The subject case, CNIPA Invalidation Decision No. 568709, concerns a patent titled “Use of degarelix in the manufacture of a medicament for treating metastatic prostate cancer”. The patent in question protected the use of degarelix in the manufacture of a medicament for treating metastatic prostate cancer in a subject, wherein the treatment comprised administering an initial dose of 160–320 mg of degarelix, followed by a maintenance dose of 60–160 mg administered once every 20–36 days, and wherein the subject had a pre-treatment baseline serum alkaline phosphatase (S-ALP) level above about 150 international units per litre.
The validity of the aforesaid patent was challenged on grounds including novelty and inventive step. Although this patent was finally invalidated for not possessing inventive step, this case is particularly impactful in the assessment on limitation of subgroup, which the CNIPA explained in detail in a commentary article published thereafter.
In that article, the CNIPA opined that the claims characterised the patient population using the specific physiological parameter of the S-ALP level, thereby refining the protected medical use. Consequently, it was determined that this physiological parameter substantially influenced the scope of protection of the invention, and its limiting effect should be considered in the assessment of novelty and inventive step.
The CNIPA elucidated that where diseases can be classified into subtypes or stages based on one or multiple dimensions in the medical field, different disease classifications vary significantly.
This circumstance has given rise to a debate in examination practice regarding whether clinical recognition of a new subtype/stage is a requisite for establishing novelty of an invention.
In assessing the patentability of medical use inventions drafted as Swiss-type claims, the CNIPA underlined that if the aforesaid medical use is refined by characterising the patient population using specific physiological parameters, assessment should be made based on the disease’s pathogenesis, clinical manifestations, and therapeutic effects, to determine whether a person skilled in the art could confirm that the physiological parameter has practical clinical value for guiding administration.
In principle, the affirmative presence of clinical value for offering guidance to administration would lead to the recognition that the physiological parameter substantially influences the scope of protection of the invention. The methodology heralds an embrace of medical use inventions based on subgroup defined by physiological parameters/biomarkers, which is very welcome for applicants.
Final comments on patenting second medical use inventions in China
Applicants seeking to patent second medical use inventions in China should tread carefully in their subsequent limitations of claims. At present, dosage regimen limitations alone will not be deemed as distinguishing features from prior art, unless such limitations could affect the drug manufacture process.

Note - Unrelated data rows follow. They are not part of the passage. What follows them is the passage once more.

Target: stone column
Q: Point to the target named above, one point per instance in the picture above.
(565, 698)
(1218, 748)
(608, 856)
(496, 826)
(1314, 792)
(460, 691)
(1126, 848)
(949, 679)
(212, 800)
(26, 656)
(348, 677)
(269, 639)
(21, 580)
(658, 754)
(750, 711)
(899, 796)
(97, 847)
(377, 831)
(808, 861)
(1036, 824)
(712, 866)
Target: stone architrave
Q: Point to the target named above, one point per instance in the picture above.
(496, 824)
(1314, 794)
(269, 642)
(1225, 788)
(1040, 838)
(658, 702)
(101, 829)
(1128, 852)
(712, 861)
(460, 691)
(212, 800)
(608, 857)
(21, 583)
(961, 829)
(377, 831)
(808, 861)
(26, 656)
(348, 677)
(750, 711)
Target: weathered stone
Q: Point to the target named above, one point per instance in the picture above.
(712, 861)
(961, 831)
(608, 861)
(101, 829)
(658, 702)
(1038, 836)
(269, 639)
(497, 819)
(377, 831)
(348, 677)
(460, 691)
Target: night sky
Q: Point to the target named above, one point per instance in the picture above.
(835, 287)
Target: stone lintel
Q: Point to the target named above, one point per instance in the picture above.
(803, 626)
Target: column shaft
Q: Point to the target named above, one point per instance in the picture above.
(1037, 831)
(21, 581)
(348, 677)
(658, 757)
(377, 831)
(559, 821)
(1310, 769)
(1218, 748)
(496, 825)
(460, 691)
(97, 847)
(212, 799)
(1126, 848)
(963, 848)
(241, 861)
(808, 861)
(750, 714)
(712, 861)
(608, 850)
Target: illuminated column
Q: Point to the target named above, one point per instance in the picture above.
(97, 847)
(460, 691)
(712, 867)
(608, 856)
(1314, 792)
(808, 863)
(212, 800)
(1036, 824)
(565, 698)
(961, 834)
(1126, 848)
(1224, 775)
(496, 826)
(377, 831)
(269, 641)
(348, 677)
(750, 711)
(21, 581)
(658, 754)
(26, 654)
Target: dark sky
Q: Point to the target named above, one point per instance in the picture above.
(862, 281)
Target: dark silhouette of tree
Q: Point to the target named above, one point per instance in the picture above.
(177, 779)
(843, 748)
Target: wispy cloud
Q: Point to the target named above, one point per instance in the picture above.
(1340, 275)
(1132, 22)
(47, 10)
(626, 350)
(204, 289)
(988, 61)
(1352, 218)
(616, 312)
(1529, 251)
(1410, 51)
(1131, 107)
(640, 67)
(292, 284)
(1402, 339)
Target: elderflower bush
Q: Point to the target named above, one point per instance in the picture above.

For subgroup limitations, the CNIPA’s recent practice indicates a trend towards more readily accepting them as limitations defining a specific indication, even in the absence of explicitly established clinical subtyping or staging criteria. However, applicants are still advised to exercise caution and ensure that such limitations are not perceived as a ‘patchwork’ or part of an unreasonable ‘patent evergreening’.